No matter what I do, where I go, how I carry myself, yesterday’s shadow follows. However hard I try to swim, it catches up the moment I find a spot to breathe. It’s never enough!
It’s not your fault the trinkets of rain whisper into my ear as they flow to join and con me into the sea thinking that it is forgiving. Alas, maybe I can breathe? No, an angry tidal wave strips me of all what I stand beside, exposing my stance against this enormous and hideously clotted coral reef. I’ve tried to decorate the reef with my own gems. Pity the jewels don’t shine on the dark reef. It’s not enough to cover the ghastly sight. There is no life within this reef; it’s a hollow shell of yesterday’s calamity following into tomorrow. The wave beats down on me deeper and harder. I have nothing to keep me afloat except silk lies and satin secrets. Those jewels don’t last a lifetime no matter how much I try to rejuvenate them. What can I do? I can’t fly I’m anchored down. I can’t drown because there maybe light amidst the unforgiving sea. Constantly battered by the sea and teased to drown. Please, why can’t you let me be!!

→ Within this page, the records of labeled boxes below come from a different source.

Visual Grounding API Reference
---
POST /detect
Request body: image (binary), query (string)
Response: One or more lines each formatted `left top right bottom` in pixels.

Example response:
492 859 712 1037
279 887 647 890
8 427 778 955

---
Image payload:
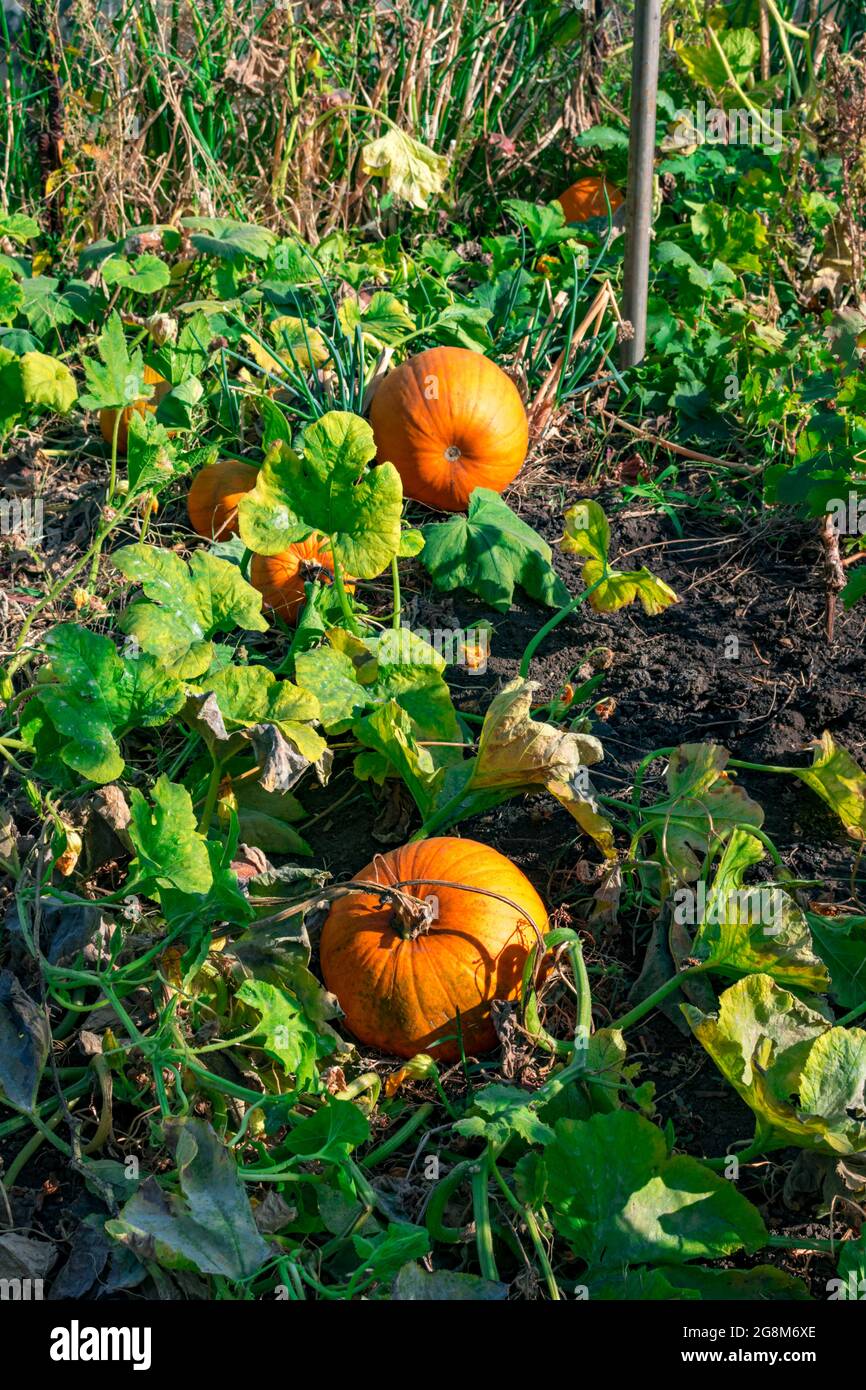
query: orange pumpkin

Neither am I unique nor a part of anything in this unforgiving sea. Am I worthy of it? No, not at all! I am just another veteran of the damned possibly drowning in this relentless sea. The glittering moments are mere sparkles that quickly change into tears of . . . no, not of joy but acid. I am one and I am alone. Why am I responsible for a ripple that wasn’t caused by me? Why should I be dragged down by this dysfunctional blasphemy? Damned I am, I’m tired of taking the constant lashes, the waves that come one after another. It’s not my fault! Why should I have to stand these tidal waves??!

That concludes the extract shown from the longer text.